Ucapan tersebut kini menjadi sorotan setelah ia dikabarkan tidak enak badan dan harus absen dari agenda publik.
Bagaimana Dampaknya?
Meskipun kondisi kesehatan Presiden Prabowo tidak dijelaskan secara rinci, absennya beliau dari acara publik menimbulkan berbagai spekulasi. Beberapa pihak mengaitkannya dengan agenda luar negeri yang padat, yang bisa saja memengaruhi kesehatannya. Namun, pihak Istana belum memberikan pernyataan resmi lebih lanjut.
Publik berharap Presiden Prabowo segera pulih dan kembali menjalankan tugas kenegaraannya dengan optimal. Bagaimanapun, kondisi kesehatan seorang pemimpin sangat berpengaruh terhadap stabilitas pemerintahan dan kebijakan yang dijalankan.

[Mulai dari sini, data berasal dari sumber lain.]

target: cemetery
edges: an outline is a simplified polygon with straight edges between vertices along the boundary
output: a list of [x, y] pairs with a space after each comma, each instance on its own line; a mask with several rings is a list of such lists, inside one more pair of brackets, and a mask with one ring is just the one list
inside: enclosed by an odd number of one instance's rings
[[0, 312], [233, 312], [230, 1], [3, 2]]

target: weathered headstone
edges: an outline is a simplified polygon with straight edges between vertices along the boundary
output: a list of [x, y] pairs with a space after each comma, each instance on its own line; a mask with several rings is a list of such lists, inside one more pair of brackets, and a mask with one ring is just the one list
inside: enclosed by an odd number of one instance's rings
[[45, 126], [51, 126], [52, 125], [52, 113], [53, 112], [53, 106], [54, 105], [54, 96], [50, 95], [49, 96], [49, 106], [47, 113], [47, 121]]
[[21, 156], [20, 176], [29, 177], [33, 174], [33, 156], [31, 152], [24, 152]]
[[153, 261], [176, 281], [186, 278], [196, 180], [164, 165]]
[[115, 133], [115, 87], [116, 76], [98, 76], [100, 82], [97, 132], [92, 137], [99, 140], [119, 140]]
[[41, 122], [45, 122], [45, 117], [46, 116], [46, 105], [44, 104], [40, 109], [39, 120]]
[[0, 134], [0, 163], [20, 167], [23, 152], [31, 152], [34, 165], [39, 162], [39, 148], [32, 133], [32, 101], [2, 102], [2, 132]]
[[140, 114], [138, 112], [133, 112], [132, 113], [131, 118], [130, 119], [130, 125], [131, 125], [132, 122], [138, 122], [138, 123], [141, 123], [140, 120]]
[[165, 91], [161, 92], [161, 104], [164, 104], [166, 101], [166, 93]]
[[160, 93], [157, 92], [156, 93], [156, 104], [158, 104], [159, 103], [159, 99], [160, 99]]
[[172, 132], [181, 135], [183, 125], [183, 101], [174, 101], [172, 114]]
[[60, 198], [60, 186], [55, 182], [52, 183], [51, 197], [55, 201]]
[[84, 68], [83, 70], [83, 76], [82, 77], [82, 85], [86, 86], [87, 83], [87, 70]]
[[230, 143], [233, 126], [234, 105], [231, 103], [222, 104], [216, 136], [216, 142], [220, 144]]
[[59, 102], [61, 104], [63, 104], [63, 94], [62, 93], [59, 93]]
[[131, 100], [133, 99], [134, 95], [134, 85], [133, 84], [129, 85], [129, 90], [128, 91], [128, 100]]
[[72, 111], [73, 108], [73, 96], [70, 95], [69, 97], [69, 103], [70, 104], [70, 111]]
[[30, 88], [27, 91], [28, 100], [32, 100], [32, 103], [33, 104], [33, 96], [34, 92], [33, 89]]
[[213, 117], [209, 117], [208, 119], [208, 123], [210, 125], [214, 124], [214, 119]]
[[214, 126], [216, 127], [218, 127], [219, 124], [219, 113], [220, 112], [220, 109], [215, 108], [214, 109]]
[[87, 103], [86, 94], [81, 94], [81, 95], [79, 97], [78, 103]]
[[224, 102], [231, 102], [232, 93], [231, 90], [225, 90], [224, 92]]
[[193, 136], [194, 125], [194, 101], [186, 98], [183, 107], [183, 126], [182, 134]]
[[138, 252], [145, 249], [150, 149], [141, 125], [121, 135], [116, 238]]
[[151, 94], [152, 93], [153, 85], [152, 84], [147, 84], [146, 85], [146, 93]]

Ketidakhadiran Presiden Prabowo dalam peresmian Kuil Hindu Dewa Murugan menimbulkan pertanyaan publik. Jadwal padat kunjungan luar negeri diduga menjadi salah satu faktor yang memengaruhi kesehatannya. Meski demikian, pihak terdekatnya memastikan bahwa kondisinya hanya kurang sehat dan diharapkan segera pulih.
Masyarakat dan jajaran pemerintah tentu berharap agar Presiden Prabowo segera kembali beraktivitas seperti biasa dan menjalankan tanggung jawabnya dalam memimpin Indonesia.